Sorkin’s script is both the film’s biggest asset and its biggest detriment. Starting with Walter Isaacson’s authorized biography as his base, Sorkin developed a story rooted in reality but adversely affected by a sharp turn toward artistic license. His playwriting roots are in full bloom, having confined the setting to large auditorium halls and structured the narrative around three computer launches: the Macintosh in 1984, the NeXT in 1988, and the iMac in 1998. By doing so, he achieved an impressive dramatic rapidity—one of his signature flairs—but burdened his beats with far too many conflicts. The result is an improbably constriction of events that skews Steve Jobs into fast-pace fiction.
A script this dense, however, provides plenty of meat for actors, and this ensemble digs in. Kate Winslet’s natural nervous energy suits Sorkin’s speedy dialogue, and she grabs hold of situations with a sensitivity that contradicts Fassbender’s aloof veraciousness. Seth Rogan has always had the look to play Steve Wozniak, and his performance proves he has the acting chops to capture Woz’s essence and play pickup to Fassbender. Jeff Daniels rounds out the main cast and he is solid, as always, but his performance—from tone to swagger—aches of Will McAvoy, his character from Sorkin’s HBO drama The Newsroom.

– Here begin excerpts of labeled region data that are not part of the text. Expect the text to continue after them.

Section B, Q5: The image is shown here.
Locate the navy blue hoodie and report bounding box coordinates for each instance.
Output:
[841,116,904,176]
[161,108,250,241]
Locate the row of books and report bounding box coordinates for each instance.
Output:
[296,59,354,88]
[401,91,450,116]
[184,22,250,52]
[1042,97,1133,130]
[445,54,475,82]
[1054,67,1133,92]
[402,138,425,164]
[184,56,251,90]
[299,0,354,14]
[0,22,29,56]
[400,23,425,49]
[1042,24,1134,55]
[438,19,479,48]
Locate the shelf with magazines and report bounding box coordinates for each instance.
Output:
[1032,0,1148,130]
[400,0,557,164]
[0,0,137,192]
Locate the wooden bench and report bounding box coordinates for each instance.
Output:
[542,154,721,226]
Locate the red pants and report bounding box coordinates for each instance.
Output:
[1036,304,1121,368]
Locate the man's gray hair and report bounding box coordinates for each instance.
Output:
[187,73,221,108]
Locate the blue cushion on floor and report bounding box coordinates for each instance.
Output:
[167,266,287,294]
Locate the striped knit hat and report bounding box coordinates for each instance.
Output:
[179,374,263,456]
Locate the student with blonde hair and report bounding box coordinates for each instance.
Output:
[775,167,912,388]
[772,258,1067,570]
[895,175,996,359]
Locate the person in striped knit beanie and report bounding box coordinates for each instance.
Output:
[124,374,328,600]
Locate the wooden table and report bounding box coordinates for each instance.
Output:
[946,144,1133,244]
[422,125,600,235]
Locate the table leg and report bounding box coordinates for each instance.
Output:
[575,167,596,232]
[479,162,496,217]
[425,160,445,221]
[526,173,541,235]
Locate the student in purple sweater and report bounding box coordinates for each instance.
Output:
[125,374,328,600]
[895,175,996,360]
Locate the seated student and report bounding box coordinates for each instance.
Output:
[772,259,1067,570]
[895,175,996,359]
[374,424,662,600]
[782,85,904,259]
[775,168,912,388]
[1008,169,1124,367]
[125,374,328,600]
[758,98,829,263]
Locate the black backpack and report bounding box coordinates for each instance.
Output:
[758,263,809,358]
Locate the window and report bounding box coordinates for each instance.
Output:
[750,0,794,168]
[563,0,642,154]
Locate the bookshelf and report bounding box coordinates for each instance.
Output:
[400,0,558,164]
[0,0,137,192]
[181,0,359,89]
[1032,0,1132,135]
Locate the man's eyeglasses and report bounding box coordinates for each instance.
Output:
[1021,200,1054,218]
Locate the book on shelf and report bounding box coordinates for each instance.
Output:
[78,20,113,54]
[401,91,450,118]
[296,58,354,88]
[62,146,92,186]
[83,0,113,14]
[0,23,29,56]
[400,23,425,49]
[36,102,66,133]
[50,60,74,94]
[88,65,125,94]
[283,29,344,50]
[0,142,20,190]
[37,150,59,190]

Fassbender, of course, anchors the movie. He delivers monologue after monologue, always revealing new specks of insight into Jobs’ motivations and fears, his hardheadedness and his shortcomings. The audience sees Fassbender physically evolve with each act, but his Jobs never falters in his convictions, even when it means coming to blows with Wozniak over a 14-year-old disagreement. By marrying this sense of conviction with a passion for perfection, Fassbender turns Jobs into the artist he always knew he was.